Ergodic Trajectory Optimization on Generalized Domains Using Maximum Mean Discrepancy
Christian Hughes, Houston Warren, Darrick Lee, Fabio Ramos, Ian Abraham
TL;DR
This work addresses the limitation of domain-specific ergodic trajectory optimization by introducing a maximum mean discrepancy (MMD) based ergodic metric that operates on samples from any domain. By embedding distributions into a reproducing kernel Hilbert space and using a domain-aware kernel, the method defines an ergodic objective that can be optimized with standard solvers while accommodating Lie groups and differential kinematic constraints. The approach demonstrates competitive ergodicity across diverse domains (SE(3) objects, bunnies, turbines) without requiring explicit utility maps or basis function computation, albeit with quadratic scaling in the number of domain samples. Overall, the method broadens the applicability of ergodic coverage to general objects and environments and offers a practical trade-off between generality and computational cost for robotic exploration tasks.
Abstract
We present a novel formulation of ergodic trajectory optimization that can be specified over general domains using kernel maximum mean discrepancy.

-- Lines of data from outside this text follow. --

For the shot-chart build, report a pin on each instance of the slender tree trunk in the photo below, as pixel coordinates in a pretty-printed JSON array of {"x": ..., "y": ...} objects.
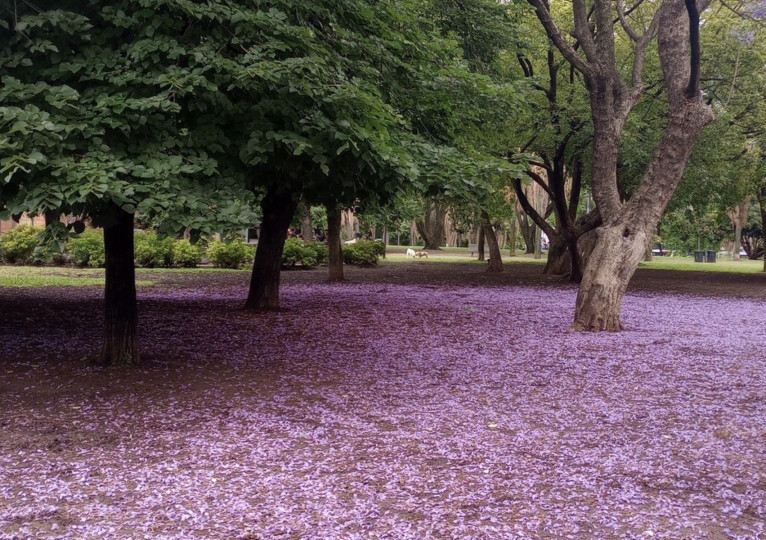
[
  {"x": 307, "y": 228},
  {"x": 335, "y": 258},
  {"x": 480, "y": 242},
  {"x": 559, "y": 261},
  {"x": 121, "y": 309},
  {"x": 512, "y": 239},
  {"x": 761, "y": 195},
  {"x": 431, "y": 228},
  {"x": 495, "y": 259},
  {"x": 278, "y": 208}
]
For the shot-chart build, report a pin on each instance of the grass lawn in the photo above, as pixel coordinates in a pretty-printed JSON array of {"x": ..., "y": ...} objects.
[
  {"x": 33, "y": 276},
  {"x": 744, "y": 266}
]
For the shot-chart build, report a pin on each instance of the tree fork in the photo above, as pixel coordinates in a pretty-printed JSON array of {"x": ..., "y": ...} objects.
[{"x": 120, "y": 305}]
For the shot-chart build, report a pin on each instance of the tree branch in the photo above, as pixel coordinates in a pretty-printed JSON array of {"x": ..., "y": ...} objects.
[{"x": 558, "y": 39}]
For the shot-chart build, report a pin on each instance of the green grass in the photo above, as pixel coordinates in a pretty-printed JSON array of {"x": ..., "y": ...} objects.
[
  {"x": 32, "y": 276},
  {"x": 687, "y": 264}
]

Ergodic trajectory optimization is an effective approach that generates coverage paths for problems related to robotic inspection, information gathering problems, and search and rescue. These optimization schemes compel the robot to spend time in a region proportional to the expected utility of visiting that region. Current methods for ergodic trajectory optimization rely on domain-specific knowledge, e.g., a defined utility map, and well-defined spatial basis functions to produce ergodic trajectories. Here, we present a generalization of ergodic trajectory optimization based on maximum mean discrepancy that requires only samples from the search domain. We demonstrate the ability of our approach to produce coverage trajectories on a variety of problem domains including robotic inspection of objects with differential kinematics constraints and on Lie groups without having access to domain specific knowledge. Furthermore, we show favorable computational scaling compared to existing state-of-the-art methods for ergodic trajectory optimization with a trade-off between domain specific knowledge and computational scaling, thus extending the versatility of ergodic coverage on a wider application domain.